Running Containerised Batch Jobs on Google Cloud Platform

I needed to OCR tens of thousands of Sri Lankan Hansard PDFs each over 100 pages, quickly, reliably and without managing infrastructure. This guide walks through how I used GCP Batch to build a fully parallel, fault-tolerant pipeline.

Google Cloud credits are provided for this project.


Table of Contents

  1. Overview & Architecture
  2. Prerequisites
  3. Project Setup
  4. Storing Data in Cloud Storage
  5. Writing the Worker Script
  6. Containerising with Docker
  7. Pushing the Image to Artifact Registry
  8. Submitting the Batch Job
  9. Monitoring & Debugging
  10. Common Pitfalls & Fixes

1. Overview & Architecture

What is GCP Batch?

GCP Batch is a fully managed service that provisions VMs, runs your containerised workload across them in parallel, and tears everything down automatically. It is ideal for:

  • Large-scale data processing (OCR, transcription, ML inference)
  • Scientific simulations
  • Rendering pipelines
  • Any task that can be split into independent units of work

How it works

┌─────────────────────────────────────────────────────────────────┐
│                        GCP Batch Job                            │
│                                                                 │
│   TaskGroup (1 task per file)                                   │
│   ┌──────────┐  ┌──────────┐  ┌──────────┐  ┌──────────┐      │
│   │ Task  0  │  │ Task  1  │  │ Task  2  │  │ Task  N  │ ...  │
│   │ (file_0) │  │ (file_1) │  │ (file_2) │  │ (file_N) │      │
│   └────┬─────┘  └────┬─────┘  └────┬─────┘  └────┬─────┘      │
│        │              │              │              │            │
│        ▼              ▼              ▼              ▼            │
│  Docker Container (your worker image, one per VM)               │
└──────────────────────────┬──────────────────────────────────────┘
                           │ reads / writes
         ┌─────────────────┴──────────────────┐
         │         Cloud Storage (GCS)         │
         │  input_files/   outputs/            │
         └────────────────────────────────────┘

Each task gets a unique BATCH_TASK_INDEX environment variable (0, 1, 2, …, N−1). Your worker uses this index to look up which file it should process from a manifest stored in GCS.


2. Prerequisites

Tools to install

Tool Purpose Install
gcloud CLI Manage GCP resources cloud.google.com/sdk
docker Build & push container images docs.docker.com
Python 3.10+ Run the job-submission script python.org

Python packages

pip install google-cloud-storage google-cloud-batch

Authenticate gcloud

gcloud auth login
gcloud auth application-default login   # lets Python SDKs use your credentials
gcloud config set project YOUR_PROJECT_ID

3. Project Setup

Enable the required APIs

gcloud services enable \
  batch.googleapis.com \
  artifactregistry.googleapis.com \
  storage.googleapis.com \
  logging.googleapis.com

Create an Artifact Registry repository (to store your Docker image)

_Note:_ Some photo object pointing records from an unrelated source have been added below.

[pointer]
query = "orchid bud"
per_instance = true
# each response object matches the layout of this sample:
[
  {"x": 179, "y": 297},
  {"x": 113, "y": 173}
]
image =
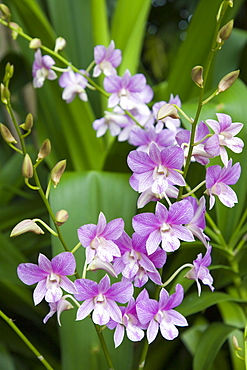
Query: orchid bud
[
  {"x": 9, "y": 71},
  {"x": 6, "y": 134},
  {"x": 5, "y": 94},
  {"x": 225, "y": 32},
  {"x": 27, "y": 167},
  {"x": 57, "y": 171},
  {"x": 197, "y": 75},
  {"x": 98, "y": 264},
  {"x": 227, "y": 81},
  {"x": 235, "y": 344},
  {"x": 61, "y": 217},
  {"x": 26, "y": 226},
  {"x": 28, "y": 124},
  {"x": 167, "y": 110},
  {"x": 60, "y": 44},
  {"x": 5, "y": 12},
  {"x": 45, "y": 150},
  {"x": 35, "y": 43}
]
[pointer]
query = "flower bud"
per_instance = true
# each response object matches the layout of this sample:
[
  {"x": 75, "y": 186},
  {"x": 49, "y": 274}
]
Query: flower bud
[
  {"x": 5, "y": 94},
  {"x": 26, "y": 226},
  {"x": 235, "y": 344},
  {"x": 98, "y": 264},
  {"x": 61, "y": 217},
  {"x": 57, "y": 171},
  {"x": 225, "y": 32},
  {"x": 227, "y": 81},
  {"x": 167, "y": 110},
  {"x": 5, "y": 12},
  {"x": 9, "y": 71},
  {"x": 27, "y": 167},
  {"x": 197, "y": 75},
  {"x": 35, "y": 43},
  {"x": 60, "y": 44},
  {"x": 6, "y": 134},
  {"x": 45, "y": 150},
  {"x": 15, "y": 30}
]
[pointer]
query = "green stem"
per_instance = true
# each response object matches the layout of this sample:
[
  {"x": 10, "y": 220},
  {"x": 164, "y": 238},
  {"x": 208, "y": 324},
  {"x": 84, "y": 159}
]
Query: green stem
[
  {"x": 104, "y": 347},
  {"x": 26, "y": 341},
  {"x": 143, "y": 355}
]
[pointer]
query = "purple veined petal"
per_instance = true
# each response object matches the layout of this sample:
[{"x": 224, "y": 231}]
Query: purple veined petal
[
  {"x": 114, "y": 229},
  {"x": 140, "y": 162},
  {"x": 121, "y": 292},
  {"x": 228, "y": 197},
  {"x": 168, "y": 330},
  {"x": 63, "y": 264},
  {"x": 235, "y": 144},
  {"x": 86, "y": 289},
  {"x": 114, "y": 311},
  {"x": 145, "y": 223},
  {"x": 230, "y": 175},
  {"x": 214, "y": 125},
  {"x": 112, "y": 84},
  {"x": 212, "y": 146},
  {"x": 104, "y": 285},
  {"x": 134, "y": 333},
  {"x": 180, "y": 213},
  {"x": 212, "y": 175},
  {"x": 152, "y": 331},
  {"x": 118, "y": 335},
  {"x": 182, "y": 233},
  {"x": 146, "y": 309},
  {"x": 153, "y": 241},
  {"x": 39, "y": 292},
  {"x": 44, "y": 263},
  {"x": 100, "y": 314},
  {"x": 137, "y": 83},
  {"x": 100, "y": 227},
  {"x": 86, "y": 234},
  {"x": 175, "y": 299},
  {"x": 67, "y": 285},
  {"x": 85, "y": 309},
  {"x": 161, "y": 212},
  {"x": 29, "y": 273},
  {"x": 54, "y": 294}
]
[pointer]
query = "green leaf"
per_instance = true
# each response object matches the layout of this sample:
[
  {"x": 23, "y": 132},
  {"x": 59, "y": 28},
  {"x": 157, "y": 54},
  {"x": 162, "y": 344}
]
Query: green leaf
[
  {"x": 210, "y": 344},
  {"x": 84, "y": 195}
]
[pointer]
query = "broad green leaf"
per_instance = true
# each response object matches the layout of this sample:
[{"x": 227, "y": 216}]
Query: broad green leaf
[
  {"x": 129, "y": 35},
  {"x": 193, "y": 304},
  {"x": 209, "y": 345},
  {"x": 84, "y": 195},
  {"x": 232, "y": 314}
]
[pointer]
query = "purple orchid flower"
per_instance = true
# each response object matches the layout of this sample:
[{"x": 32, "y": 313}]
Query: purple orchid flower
[
  {"x": 74, "y": 84},
  {"x": 50, "y": 276},
  {"x": 165, "y": 226},
  {"x": 128, "y": 91},
  {"x": 98, "y": 239},
  {"x": 58, "y": 307},
  {"x": 156, "y": 170},
  {"x": 130, "y": 322},
  {"x": 225, "y": 131},
  {"x": 199, "y": 154},
  {"x": 198, "y": 223},
  {"x": 41, "y": 69},
  {"x": 200, "y": 270},
  {"x": 134, "y": 264},
  {"x": 217, "y": 181},
  {"x": 160, "y": 315},
  {"x": 101, "y": 299},
  {"x": 106, "y": 59}
]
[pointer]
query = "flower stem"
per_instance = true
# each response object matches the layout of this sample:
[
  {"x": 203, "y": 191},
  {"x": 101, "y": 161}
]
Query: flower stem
[{"x": 26, "y": 341}]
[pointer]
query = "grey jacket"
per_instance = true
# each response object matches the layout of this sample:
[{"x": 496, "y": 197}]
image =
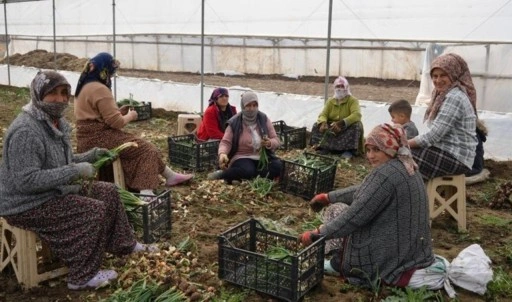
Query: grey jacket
[
  {"x": 386, "y": 226},
  {"x": 37, "y": 164}
]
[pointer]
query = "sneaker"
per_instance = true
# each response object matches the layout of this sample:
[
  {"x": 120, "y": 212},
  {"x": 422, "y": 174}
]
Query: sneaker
[
  {"x": 329, "y": 270},
  {"x": 482, "y": 176},
  {"x": 178, "y": 178},
  {"x": 150, "y": 248},
  {"x": 347, "y": 155},
  {"x": 101, "y": 279},
  {"x": 215, "y": 175}
]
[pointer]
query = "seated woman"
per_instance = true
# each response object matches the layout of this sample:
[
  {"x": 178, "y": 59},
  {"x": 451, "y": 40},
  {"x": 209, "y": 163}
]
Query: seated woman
[
  {"x": 247, "y": 147},
  {"x": 383, "y": 223},
  {"x": 339, "y": 128},
  {"x": 216, "y": 116},
  {"x": 39, "y": 189},
  {"x": 448, "y": 147},
  {"x": 99, "y": 122}
]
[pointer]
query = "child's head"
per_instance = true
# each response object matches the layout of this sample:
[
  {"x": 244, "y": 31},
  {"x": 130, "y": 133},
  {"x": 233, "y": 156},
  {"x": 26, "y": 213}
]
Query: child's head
[{"x": 400, "y": 112}]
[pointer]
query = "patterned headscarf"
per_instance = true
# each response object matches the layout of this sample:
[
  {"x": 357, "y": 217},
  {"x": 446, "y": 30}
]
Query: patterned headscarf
[
  {"x": 216, "y": 94},
  {"x": 391, "y": 139},
  {"x": 249, "y": 117},
  {"x": 458, "y": 71},
  {"x": 42, "y": 84},
  {"x": 105, "y": 67}
]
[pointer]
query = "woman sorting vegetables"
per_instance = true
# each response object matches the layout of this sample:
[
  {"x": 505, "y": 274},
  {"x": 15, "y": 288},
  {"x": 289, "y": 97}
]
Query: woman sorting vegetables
[
  {"x": 339, "y": 128},
  {"x": 40, "y": 188},
  {"x": 247, "y": 147},
  {"x": 380, "y": 227},
  {"x": 99, "y": 122}
]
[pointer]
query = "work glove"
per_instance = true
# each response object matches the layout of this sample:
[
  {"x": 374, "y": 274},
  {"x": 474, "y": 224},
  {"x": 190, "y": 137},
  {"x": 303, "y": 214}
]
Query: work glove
[
  {"x": 319, "y": 202},
  {"x": 100, "y": 152},
  {"x": 337, "y": 127},
  {"x": 323, "y": 127},
  {"x": 308, "y": 237},
  {"x": 85, "y": 170},
  {"x": 223, "y": 160}
]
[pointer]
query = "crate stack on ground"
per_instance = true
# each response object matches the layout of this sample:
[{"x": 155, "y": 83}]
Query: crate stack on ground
[
  {"x": 188, "y": 153},
  {"x": 291, "y": 137},
  {"x": 269, "y": 262},
  {"x": 153, "y": 220},
  {"x": 308, "y": 175}
]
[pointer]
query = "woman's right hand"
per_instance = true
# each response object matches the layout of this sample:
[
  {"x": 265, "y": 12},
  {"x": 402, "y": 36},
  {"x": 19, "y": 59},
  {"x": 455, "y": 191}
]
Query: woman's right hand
[
  {"x": 323, "y": 127},
  {"x": 131, "y": 115},
  {"x": 319, "y": 202},
  {"x": 223, "y": 161}
]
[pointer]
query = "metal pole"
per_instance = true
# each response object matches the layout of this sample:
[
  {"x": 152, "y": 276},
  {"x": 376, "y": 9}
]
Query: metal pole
[
  {"x": 202, "y": 55},
  {"x": 114, "y": 43},
  {"x": 7, "y": 45},
  {"x": 54, "y": 39},
  {"x": 326, "y": 84}
]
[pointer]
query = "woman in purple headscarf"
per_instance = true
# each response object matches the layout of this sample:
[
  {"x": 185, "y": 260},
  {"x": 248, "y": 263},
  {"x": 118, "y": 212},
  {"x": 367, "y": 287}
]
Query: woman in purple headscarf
[
  {"x": 216, "y": 116},
  {"x": 99, "y": 123}
]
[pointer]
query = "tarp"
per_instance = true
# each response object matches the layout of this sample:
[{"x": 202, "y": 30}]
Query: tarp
[{"x": 295, "y": 110}]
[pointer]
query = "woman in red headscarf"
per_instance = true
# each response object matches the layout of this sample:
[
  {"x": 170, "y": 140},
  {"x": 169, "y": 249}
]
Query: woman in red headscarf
[
  {"x": 378, "y": 230},
  {"x": 216, "y": 116}
]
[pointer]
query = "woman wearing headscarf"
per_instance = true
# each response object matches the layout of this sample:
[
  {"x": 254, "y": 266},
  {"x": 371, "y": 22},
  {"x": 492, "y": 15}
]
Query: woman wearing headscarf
[
  {"x": 339, "y": 128},
  {"x": 448, "y": 147},
  {"x": 383, "y": 223},
  {"x": 216, "y": 116},
  {"x": 39, "y": 188},
  {"x": 99, "y": 123},
  {"x": 247, "y": 147}
]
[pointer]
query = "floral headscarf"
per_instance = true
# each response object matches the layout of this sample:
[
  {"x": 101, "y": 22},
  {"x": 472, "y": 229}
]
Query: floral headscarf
[
  {"x": 391, "y": 139},
  {"x": 216, "y": 94},
  {"x": 105, "y": 67},
  {"x": 42, "y": 84},
  {"x": 458, "y": 71}
]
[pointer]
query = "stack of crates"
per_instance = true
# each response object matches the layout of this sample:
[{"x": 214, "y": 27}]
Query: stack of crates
[
  {"x": 246, "y": 258},
  {"x": 188, "y": 153},
  {"x": 291, "y": 137},
  {"x": 308, "y": 175},
  {"x": 143, "y": 111},
  {"x": 153, "y": 219}
]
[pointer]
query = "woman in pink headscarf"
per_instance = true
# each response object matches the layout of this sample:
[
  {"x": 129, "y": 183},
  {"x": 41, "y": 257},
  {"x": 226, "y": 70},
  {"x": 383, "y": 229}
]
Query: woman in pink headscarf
[
  {"x": 338, "y": 128},
  {"x": 448, "y": 147}
]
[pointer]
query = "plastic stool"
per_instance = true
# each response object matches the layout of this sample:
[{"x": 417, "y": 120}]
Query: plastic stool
[
  {"x": 19, "y": 248},
  {"x": 448, "y": 193},
  {"x": 188, "y": 123}
]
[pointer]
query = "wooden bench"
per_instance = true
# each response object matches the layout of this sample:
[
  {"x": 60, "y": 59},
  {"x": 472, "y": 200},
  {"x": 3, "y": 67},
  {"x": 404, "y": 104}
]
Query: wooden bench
[
  {"x": 23, "y": 250},
  {"x": 448, "y": 193}
]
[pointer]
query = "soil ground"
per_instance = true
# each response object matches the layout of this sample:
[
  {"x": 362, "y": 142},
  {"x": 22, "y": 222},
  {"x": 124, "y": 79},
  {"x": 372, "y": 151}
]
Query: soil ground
[{"x": 204, "y": 209}]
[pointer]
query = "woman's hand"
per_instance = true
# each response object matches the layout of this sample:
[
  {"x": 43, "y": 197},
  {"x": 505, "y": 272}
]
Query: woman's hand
[
  {"x": 323, "y": 127},
  {"x": 223, "y": 161},
  {"x": 124, "y": 109}
]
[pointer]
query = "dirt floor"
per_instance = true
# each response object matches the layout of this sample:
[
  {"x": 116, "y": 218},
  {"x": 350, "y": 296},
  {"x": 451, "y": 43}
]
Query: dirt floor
[{"x": 202, "y": 209}]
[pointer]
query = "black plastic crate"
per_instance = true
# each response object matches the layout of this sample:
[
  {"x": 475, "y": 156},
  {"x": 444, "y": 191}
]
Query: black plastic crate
[
  {"x": 154, "y": 218},
  {"x": 188, "y": 153},
  {"x": 243, "y": 261},
  {"x": 143, "y": 111},
  {"x": 291, "y": 137},
  {"x": 305, "y": 180}
]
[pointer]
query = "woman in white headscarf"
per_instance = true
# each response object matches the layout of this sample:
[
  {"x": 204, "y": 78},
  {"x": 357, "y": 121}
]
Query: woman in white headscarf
[
  {"x": 247, "y": 147},
  {"x": 339, "y": 128}
]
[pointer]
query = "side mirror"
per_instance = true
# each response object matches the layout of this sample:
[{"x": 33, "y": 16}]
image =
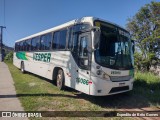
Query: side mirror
[
  {"x": 97, "y": 34},
  {"x": 133, "y": 46},
  {"x": 86, "y": 62}
]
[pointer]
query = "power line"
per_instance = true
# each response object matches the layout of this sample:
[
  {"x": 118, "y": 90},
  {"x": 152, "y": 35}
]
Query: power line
[
  {"x": 4, "y": 12},
  {"x": 1, "y": 43}
]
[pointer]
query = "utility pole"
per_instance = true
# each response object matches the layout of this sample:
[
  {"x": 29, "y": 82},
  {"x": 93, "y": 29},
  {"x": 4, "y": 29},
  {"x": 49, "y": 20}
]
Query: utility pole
[{"x": 1, "y": 43}]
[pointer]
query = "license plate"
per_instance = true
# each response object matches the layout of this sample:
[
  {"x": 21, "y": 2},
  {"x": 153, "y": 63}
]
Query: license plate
[{"x": 121, "y": 84}]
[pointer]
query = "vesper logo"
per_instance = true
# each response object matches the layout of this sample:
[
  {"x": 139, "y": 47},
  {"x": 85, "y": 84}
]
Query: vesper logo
[
  {"x": 115, "y": 72},
  {"x": 45, "y": 57}
]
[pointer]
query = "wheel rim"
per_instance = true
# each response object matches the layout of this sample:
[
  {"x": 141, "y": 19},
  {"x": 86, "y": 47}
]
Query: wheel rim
[
  {"x": 59, "y": 80},
  {"x": 22, "y": 68}
]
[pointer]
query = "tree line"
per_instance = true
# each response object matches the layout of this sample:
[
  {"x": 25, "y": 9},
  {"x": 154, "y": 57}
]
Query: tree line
[{"x": 144, "y": 27}]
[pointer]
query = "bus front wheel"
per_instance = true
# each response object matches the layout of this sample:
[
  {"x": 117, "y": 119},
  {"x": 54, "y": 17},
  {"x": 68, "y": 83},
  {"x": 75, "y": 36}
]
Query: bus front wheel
[
  {"x": 60, "y": 79},
  {"x": 22, "y": 67}
]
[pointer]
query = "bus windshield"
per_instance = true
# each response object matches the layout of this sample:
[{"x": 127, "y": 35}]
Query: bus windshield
[{"x": 114, "y": 48}]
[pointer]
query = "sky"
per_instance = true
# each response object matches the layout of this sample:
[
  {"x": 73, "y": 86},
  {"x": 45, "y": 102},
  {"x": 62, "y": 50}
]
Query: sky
[{"x": 26, "y": 17}]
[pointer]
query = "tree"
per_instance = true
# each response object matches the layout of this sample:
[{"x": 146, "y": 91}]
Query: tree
[{"x": 145, "y": 30}]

gcloud artifacts repositories create YOUR_REPO_NAME \
  --repository-format=docker \
  --location=us-central1 \
  --description="Docker images for batch jobs"

Grant the default Compute Service Account access to pull images

GCP Batch VMs use the default Compute Engine service account (PROJECT_NUMBER-compute@developer.gserviceaccount.com). It needs permission to pull your image:

gcloud artifacts repositories add-iam-policy-binding YOUR_REPO_NAME \
  --location=us-central1 \
  --member="serviceAccount:PROJECT_NUMBER-compute@developer.gserviceaccount.com" \
  --role="roles/artifactregistry.reader"

[!TIP] Find your project number with: gcloud projects describe YOUR_PROJECT_ID --format='value(projectNumber)'

Grant access to Cloud Storage

The same service account needs to read inputs and write outputs:

gsutil iam ch \
  serviceAccount:PROJECT_NUMBER-compute@developer.gserviceaccount.com:roles/storage.objectAdmin \
  gs://YOUR_BUCKET_NAME

4. Storing Data in Cloud Storage

Create a bucket

gsutil mb -l us-central1 gs://YOUR_BUCKET_NAME

Upload your input files

gsutil -m cp -r /local/path/to/pdfs/ gs://YOUR_BUCKET_NAME/input_files/

The manifest pattern

Instead of hardcoding file names in your container, use a manifest file — a plain-text list of all files to process. Each task reads line TASK_INDEX from this file.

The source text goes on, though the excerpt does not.